In the plate obtained after the treatment, uniform development was performed without repelling the developer on the plate. Moreover, no matter how many sheets were processed, the finish was the same.

Example 2 Two JIS105G aluminum plates with a thickness of 0.24 mm
The surface was degreased by immersion in a 0% sodium phosphate aqueous solution, electrochemically roughened in a dilute nitric acid solution, thoroughly washed, and then anodized in a dilute sulfuric acid solution to give a roughness of 1.5 (J/f). An oxide film was formed on the surface of the aluminum plate.

The obtained aluminum plate was roughly immersed in an aqueous solution of sodium metasilicate for pore sealing treatment, washed with water, dried, and then coated with the following photosensitive liquid so that the drying ratio was [12,0!1/l'] It was then dried to obtain a negative type 88 plate.

(Photosensitive liquid) Hexafluorophosphate of a condensate of p-diazodiphenylamine and paraformaldehyde...1 part N-(
4-Hydroxyphenylmethacrylamide copolymer (described in Example 1 of Japanese Patent Publication No. 57-43890)...
・10 parts Victoria Pure Blue BOH (manufactured by Hodogaya Chemical [1, dye) ... 0.2 parts ethylene glycol monomethyl ether ... 100 parts Place a transparent negative film on this negative type 88 plate and apply 2 Exposure was performed for 3G seconds from a distance of 70cm using Kilowatt's metal halide drive knob.

The above exposed negative type 88 plate was developed in the same manner as in Example 1 using the automatic developing machine shown in FIG. 1 with the following developer (3).

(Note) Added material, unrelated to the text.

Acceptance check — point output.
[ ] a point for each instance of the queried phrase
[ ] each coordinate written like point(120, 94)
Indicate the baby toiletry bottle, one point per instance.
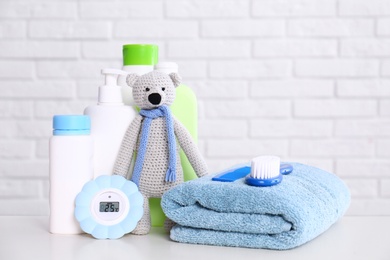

Developer solution ■ - Jetanolamine 1.5 parts by weight - Phenyl cellosolve 3.5 parts by weight - p -t
ert-butylbenzoic acid 2.0 parts by weight, 50% potassium hydroxide 1.0 parts by weight, Perex NBL (Kao anionic surfactant) 1.0 parts by weight, sodium sulfite 0.3 parts by weight, water
When 100 PS plates of 7 parts by weight were processed at 9G, there was no repelling of the developer on the plates, and uniform development was achieved.

Moreover, no matter how many sheets were processed, the finish was the same.

Comparative Example 1 Benzoic acid was removed from the developer composition of Example 1, and the pH
50% sodium hydroxide was added to give a weight of 13.0G, and the rest was developed in the same manner as in Example 1. As a result, the wettability to the PS plate was poor, and if there were foreign substances on the plate, it would repel, resulting in poor development. Furthermore, when the developer was stored for a long period of time, a nonionic surfactant precipitated.

[Effects of the Invention] As explained above in detail, uniform development could be stably performed for a long period of time by the development processing method of the present invention.

[Brief explanation of the drawing]

FIG. 1 is a schematic diagram of an automatic developing machine used in Examples and Comparative Examples. Main reference numbers> 1...Photosensitive material 2...Conveyance roller 3...
Storage tank 4...Pump 5...Developer supply port 6...Press skewer roller 7...Brush roller 8
... Waste liquid tank 9 ... Nozzle

Claims (1)

[Claims] A method in which an imagewise exposed photosensitive material is automatically conveyed using an automatic developing machine, and a substantially unused developer is supplied onto the photosensitive material at the time of development. A method for processing a photosensitive material, comprising at least an aromatic dicarboxylic acid and a surfactant.